Tools like Google Search and YouTube help Australian students answer more than 25 million questions while doing their homework each night and Google Maps helps Australians save, on average, 29 hours per year navigating our cities.
Google’s products also help Australian businesses grow; more than 840,000 Australian businesses use Google tools to help connect with customers. The majority of Google’s ad business is search advertising. Google works to offer the best experience for users when they come to search, which attracts people to use the service. In turn, advertisers can more easily find prospective customers by advertising on Google’s Search pages.
In this way, advertisers can reach the audiences that matter to them, at a time that is relevant to the consumer. For example, if someone searches for a new car, a car ad is often relevant. These services are provided without charge to consumers.
Google’s advertising platforms also help publishers make money online and drive traffic to their websites. In 2018, Google referred more than two billion free clicks to Australian news sites, which helps to drive subscriptions and ad revenue. We also provide a platform to help publishers to show ads on their own sites. This is used by thousands of news publishers both in Australia and around the world, and publishers retain approximately 70 per cent of the ad revenue that is generated.
Through this combination of referral traffic and ad revenue, Google provides significant value to publishers. Ad-supported models have always been part of the news industry, whether print or digital, and we share their interest in keeping the internet free and open. We work closely with the news industry and will continue to do so as consumer expectations and technology evolve.
How we work to protect user privacy
Over the past 20 years, billions of people have come to Google with their questions.

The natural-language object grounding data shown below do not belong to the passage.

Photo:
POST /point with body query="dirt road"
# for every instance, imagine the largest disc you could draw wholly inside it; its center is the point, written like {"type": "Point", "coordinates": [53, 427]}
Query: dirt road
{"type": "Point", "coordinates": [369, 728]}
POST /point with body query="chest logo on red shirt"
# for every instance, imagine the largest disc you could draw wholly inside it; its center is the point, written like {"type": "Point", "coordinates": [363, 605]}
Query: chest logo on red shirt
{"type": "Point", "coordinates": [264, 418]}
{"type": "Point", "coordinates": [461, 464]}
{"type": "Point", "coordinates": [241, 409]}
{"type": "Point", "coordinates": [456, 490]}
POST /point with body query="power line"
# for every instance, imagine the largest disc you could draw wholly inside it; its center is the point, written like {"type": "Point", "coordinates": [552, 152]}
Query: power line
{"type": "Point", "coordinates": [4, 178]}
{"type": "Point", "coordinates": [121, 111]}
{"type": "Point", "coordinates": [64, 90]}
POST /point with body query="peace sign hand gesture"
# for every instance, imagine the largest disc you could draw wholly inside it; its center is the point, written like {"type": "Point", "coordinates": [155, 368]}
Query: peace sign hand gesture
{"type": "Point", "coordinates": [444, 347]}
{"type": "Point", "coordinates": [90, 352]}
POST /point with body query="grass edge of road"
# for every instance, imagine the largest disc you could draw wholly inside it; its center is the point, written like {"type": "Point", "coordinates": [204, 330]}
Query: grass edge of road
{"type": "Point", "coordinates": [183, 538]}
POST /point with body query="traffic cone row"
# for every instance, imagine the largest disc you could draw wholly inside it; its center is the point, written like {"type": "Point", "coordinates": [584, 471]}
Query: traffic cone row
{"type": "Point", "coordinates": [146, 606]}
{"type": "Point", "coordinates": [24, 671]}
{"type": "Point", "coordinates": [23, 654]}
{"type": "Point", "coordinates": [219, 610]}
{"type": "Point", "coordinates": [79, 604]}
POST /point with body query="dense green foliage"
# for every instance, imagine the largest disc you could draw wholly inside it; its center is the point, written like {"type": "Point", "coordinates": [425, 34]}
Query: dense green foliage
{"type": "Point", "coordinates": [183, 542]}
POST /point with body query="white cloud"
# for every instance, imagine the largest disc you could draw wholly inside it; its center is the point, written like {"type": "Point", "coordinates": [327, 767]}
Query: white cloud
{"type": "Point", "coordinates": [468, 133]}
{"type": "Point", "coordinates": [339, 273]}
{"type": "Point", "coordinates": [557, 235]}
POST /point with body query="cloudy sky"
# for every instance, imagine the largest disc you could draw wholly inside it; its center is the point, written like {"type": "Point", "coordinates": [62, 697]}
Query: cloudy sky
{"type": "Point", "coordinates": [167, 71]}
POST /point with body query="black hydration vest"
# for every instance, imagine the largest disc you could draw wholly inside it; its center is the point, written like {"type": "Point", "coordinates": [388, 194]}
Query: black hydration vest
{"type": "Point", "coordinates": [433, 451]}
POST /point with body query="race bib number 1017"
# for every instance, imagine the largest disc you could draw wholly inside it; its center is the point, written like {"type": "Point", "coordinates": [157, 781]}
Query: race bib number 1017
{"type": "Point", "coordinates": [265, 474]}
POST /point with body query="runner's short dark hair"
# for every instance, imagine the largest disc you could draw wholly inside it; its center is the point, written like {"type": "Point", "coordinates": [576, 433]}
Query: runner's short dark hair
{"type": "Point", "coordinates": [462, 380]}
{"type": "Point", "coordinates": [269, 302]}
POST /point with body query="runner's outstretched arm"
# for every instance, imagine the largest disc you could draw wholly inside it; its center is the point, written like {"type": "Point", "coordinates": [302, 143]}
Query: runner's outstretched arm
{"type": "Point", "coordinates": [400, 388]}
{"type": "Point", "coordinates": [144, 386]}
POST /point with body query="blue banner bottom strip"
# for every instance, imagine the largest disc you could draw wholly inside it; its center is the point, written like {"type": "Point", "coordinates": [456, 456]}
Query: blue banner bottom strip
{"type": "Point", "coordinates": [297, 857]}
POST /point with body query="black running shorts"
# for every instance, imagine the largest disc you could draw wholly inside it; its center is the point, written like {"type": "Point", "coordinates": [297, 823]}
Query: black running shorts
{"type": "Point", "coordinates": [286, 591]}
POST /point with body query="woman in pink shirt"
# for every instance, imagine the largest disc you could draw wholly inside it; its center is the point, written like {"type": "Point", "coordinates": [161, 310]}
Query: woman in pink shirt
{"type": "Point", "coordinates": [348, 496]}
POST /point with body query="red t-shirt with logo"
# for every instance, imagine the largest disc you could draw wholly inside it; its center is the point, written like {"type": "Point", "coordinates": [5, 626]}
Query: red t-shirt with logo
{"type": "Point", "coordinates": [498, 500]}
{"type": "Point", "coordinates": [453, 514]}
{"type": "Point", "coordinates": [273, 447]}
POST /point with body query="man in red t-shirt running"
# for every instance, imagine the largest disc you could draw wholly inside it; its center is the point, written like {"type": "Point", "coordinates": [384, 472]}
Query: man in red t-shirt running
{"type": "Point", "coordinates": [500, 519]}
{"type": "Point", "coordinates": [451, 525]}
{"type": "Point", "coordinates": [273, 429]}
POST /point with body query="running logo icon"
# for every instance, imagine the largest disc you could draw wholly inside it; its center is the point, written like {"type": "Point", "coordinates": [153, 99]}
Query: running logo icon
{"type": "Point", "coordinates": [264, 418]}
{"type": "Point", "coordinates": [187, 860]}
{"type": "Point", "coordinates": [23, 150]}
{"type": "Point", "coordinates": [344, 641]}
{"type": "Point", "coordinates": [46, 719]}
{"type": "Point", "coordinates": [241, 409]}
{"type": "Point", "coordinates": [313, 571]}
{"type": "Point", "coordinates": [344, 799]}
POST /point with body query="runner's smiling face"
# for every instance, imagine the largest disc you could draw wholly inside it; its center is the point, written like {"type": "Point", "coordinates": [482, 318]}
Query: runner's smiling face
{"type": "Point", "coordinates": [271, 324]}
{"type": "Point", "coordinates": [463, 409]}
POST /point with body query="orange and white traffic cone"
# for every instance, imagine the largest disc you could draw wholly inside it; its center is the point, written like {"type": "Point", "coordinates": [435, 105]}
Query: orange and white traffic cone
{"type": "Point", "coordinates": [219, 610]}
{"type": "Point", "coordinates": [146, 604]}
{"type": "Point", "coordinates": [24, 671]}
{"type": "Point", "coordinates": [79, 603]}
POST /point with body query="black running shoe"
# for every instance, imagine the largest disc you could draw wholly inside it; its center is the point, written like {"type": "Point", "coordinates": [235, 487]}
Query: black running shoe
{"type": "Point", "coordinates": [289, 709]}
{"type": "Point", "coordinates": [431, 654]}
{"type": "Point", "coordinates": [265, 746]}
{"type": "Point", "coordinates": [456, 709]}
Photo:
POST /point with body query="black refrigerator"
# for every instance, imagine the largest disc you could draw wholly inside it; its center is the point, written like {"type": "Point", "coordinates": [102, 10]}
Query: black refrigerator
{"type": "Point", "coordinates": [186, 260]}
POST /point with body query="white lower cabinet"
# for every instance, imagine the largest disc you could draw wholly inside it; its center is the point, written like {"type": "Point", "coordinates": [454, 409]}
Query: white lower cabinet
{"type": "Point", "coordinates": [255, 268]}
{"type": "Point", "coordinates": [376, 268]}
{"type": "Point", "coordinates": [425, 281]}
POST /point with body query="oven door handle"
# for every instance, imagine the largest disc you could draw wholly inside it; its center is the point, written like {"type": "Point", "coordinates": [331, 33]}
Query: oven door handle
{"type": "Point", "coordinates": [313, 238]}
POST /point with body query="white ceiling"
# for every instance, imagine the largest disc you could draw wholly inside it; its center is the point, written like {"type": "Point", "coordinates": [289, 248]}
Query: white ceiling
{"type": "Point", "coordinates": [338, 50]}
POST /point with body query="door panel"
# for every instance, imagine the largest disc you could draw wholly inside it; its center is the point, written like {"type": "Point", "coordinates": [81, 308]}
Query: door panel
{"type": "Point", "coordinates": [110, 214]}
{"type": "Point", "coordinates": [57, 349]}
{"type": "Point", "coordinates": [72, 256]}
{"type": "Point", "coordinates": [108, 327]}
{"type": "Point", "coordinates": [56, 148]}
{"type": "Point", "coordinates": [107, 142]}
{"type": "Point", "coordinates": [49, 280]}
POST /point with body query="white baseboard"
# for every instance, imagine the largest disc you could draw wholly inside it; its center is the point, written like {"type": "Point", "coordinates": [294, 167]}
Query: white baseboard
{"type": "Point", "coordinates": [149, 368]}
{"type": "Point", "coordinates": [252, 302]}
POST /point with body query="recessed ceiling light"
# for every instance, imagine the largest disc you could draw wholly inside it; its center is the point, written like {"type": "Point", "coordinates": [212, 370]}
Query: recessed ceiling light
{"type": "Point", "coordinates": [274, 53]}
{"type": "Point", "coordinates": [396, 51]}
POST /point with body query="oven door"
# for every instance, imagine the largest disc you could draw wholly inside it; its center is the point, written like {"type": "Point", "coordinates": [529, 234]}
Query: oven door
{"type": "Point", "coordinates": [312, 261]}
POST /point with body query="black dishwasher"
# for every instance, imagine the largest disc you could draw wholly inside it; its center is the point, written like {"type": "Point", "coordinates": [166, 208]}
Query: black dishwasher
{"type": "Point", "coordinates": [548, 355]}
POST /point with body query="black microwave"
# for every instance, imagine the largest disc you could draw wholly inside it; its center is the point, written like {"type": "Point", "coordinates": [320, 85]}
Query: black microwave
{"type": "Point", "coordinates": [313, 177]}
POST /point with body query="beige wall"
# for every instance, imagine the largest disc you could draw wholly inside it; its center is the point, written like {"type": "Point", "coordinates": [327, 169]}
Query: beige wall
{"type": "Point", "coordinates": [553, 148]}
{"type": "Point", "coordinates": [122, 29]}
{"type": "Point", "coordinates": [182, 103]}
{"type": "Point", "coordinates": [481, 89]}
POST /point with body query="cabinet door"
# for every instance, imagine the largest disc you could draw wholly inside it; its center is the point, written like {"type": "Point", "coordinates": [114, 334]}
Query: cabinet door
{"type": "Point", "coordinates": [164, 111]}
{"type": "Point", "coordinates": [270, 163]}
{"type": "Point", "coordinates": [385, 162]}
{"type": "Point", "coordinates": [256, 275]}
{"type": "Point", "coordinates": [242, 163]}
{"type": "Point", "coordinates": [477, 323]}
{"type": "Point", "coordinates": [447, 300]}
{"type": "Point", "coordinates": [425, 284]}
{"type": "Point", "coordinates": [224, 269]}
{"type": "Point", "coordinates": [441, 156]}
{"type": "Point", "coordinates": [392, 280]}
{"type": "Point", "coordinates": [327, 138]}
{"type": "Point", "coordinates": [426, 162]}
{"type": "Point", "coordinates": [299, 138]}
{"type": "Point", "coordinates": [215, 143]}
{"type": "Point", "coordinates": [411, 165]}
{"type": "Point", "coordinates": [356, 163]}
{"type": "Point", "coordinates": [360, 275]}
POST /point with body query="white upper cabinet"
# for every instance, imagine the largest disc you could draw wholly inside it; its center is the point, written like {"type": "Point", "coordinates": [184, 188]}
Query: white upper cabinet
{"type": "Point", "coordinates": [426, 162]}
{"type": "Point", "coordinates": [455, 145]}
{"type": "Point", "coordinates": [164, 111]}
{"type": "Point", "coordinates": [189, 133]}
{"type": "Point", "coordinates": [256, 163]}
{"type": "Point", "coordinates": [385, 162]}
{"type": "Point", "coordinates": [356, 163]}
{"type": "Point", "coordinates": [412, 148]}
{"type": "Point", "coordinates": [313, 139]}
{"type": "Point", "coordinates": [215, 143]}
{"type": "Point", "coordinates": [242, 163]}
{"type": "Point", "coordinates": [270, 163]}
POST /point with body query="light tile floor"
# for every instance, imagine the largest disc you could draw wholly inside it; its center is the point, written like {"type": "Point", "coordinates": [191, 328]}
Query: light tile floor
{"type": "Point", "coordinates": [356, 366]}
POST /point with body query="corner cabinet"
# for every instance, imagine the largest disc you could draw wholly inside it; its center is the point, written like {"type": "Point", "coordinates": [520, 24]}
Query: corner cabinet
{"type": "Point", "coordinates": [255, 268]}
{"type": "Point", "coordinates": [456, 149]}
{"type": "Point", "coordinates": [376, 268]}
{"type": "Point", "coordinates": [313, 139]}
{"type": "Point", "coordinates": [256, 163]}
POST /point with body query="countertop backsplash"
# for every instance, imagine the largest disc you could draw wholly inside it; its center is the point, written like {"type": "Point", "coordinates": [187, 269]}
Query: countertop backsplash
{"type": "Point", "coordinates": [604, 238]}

We’ve worked hard to continually earn trust by providing accurate answers and keeping your questions private and your data secure.
For privacy to be real, people need to have clear, individual choices around their data. This is why we believe in giving people transparency, choice and control. Transparency means easy access and full visibility of your data and preferences, and the assurance that Google does not sell personal information to third parties. Choice means the user should get to decide how their information is used and deleted. Control is the ability to manage your settings and features depending on your preferences.
Whether it’s delivering search results in the correct language or recommending the quickest route home, data can make Google products more helpful to you. We take the responsibility of protecting user data and privacy seriously, and are continuously working to improve features to give users even more control.
Operating in a highly competitive environment
The tech industry is dynamic and drives innovation that gives consumers better products, services and choices. For example, when consumers are looking for information online, they go to a range of places in addition to Google. For furniture and electrical products they might go to Harvey Norman. For homes, they might go to Domain or Realestate.com. For reviews they might go to TripAdvisor.
When it comes to advertising, search advertising is one of many online and offline channels in which advertisers invest. We compete directly for advertising dollars with other digital channels, as well as television, print, radio and outdoor advertising. Businesses invest in online advertising because it allows them to connect with audiences and to measure the impact of that investment.
The internet is a rapidly evolving, competitive and innovative space. Regulatory frameworks help ensure people, society and the economy continue to benefit from new technologies. A wide range of rules already apply to digital products and services, including competition, advertising, copyright, privacy, and consumer laws.
We welcome efforts to better understand our business and will continue to engage with Government on the recommendations put forward in this report, as we continue developing and improving products and services that help Australians.